Die Gruppe der 20 führenden Industrie- und Schwellenländer will den ärmsten Regionen der Welt zu mehr Wohlstand verhelfen. Konkrete Zusagen machten die Finanz- und Entwicklungshilfeminister der G 20 bei ihrer ersten gemeinsam Sitzung am Rande der Jahrestagung von Internationalem Währungsfonds und Weltbank in Washington aber nicht. Bundesentwicklungsminister Dirk Niebel (FDP) sagte, dass "natürlich nicht zu erwarten" gewesen sei, dass nach dem ersten Treffen bereits konkrete Ergebnisse vorlägen.

Die G 20 hob in der Abschlusserklärung aber zwei Bereiche hervor, mit denen die Grundlagen für weniger Armut und mehr Wirtschaftswachstum in Entwicklungsländern geschaffen werden sollen: Nahrungsmittelsicherheit und Infrastruktur.

Die mangelhafte Infrastruktur stelle in Entwicklungsländern oftmals eine "dramatische Behinderung" des Wachstumspotenzials dar, hieß es. Außerdem verlangten die G 20 "langfristige Antworten" im Kampf gegen die Unterernährung: "Um mehr als neun Milliarden Menschen im Jahr 2050 zu ernähren, muss die landwirtschaftliche Produktion in den Entwicklungsländern verdoppelt werden."

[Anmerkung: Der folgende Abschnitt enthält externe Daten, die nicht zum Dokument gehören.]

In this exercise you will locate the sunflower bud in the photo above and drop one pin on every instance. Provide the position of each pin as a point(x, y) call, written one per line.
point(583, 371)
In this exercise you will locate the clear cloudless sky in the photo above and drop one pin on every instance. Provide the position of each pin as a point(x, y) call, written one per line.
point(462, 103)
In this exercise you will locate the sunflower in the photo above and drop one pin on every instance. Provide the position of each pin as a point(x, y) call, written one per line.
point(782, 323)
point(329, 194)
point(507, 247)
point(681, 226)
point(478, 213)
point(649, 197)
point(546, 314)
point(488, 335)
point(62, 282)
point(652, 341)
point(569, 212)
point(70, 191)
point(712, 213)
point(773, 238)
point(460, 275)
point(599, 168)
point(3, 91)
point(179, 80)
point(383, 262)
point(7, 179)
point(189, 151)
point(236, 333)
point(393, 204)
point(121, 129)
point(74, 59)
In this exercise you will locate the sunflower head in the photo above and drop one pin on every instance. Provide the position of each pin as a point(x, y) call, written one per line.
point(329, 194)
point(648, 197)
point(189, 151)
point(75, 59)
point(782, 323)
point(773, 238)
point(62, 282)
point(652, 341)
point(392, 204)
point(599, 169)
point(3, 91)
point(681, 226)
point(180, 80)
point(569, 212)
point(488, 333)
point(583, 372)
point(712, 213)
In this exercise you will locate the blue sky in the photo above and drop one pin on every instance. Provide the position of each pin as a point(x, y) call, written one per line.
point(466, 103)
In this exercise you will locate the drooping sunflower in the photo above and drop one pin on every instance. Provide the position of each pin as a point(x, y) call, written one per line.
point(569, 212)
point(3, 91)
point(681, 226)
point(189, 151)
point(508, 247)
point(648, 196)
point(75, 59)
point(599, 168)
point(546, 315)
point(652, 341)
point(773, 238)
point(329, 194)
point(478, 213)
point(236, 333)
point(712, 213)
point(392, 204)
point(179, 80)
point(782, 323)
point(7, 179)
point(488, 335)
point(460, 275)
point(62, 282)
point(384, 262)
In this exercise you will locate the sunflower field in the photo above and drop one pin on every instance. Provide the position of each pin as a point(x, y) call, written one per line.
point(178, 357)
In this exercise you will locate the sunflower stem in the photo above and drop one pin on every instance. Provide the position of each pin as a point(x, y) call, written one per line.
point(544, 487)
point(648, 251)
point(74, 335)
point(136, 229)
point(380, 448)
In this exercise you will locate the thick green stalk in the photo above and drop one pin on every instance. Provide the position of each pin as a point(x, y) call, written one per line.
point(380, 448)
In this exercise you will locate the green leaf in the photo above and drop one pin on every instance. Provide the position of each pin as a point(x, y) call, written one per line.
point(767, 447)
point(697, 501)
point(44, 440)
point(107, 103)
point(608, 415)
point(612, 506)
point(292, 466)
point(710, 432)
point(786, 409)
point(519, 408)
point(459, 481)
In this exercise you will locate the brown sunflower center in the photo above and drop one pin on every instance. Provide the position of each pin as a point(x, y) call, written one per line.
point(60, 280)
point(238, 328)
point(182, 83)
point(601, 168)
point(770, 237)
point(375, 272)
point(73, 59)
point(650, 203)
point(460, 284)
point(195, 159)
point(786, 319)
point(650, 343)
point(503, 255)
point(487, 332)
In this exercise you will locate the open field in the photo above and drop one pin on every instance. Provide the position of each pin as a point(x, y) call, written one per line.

Frankreich will Projekte für Afrika vorstellen

Die Entwicklungsländer spielten für das Wachstum der Weltwirtschaft eine bedeutende Rolle, hieß es nach der Sitzung. Daher sei Entwicklungshilfe "eine Investition in den Wohlstand aller Länder".

Frankreich hat Fragen der Entwicklungspolitik zu einem Schwerpunkt seiner aktuellen G-20-Präsidentschaft gemacht. Beim Gipfel Anfang November in Cannes soll eine Liste von "realisierbaren und finanzierbaren" Projekten für Afrika vorgestellt werden.

Bei der Finanzierung ihrer Ziele blieben die Minister aber vage. Diskutiert wurde etwa die Einführung einer Finanztransaktionssteuer, die unter anderem von Frankreich und Deutschland unterstützt wird. In der Abschlusserklärung fand sich dazu aber kein Wort. Der französische Finanzminister François Baroin machte "Bedenken" der USA dafür verantwortlich.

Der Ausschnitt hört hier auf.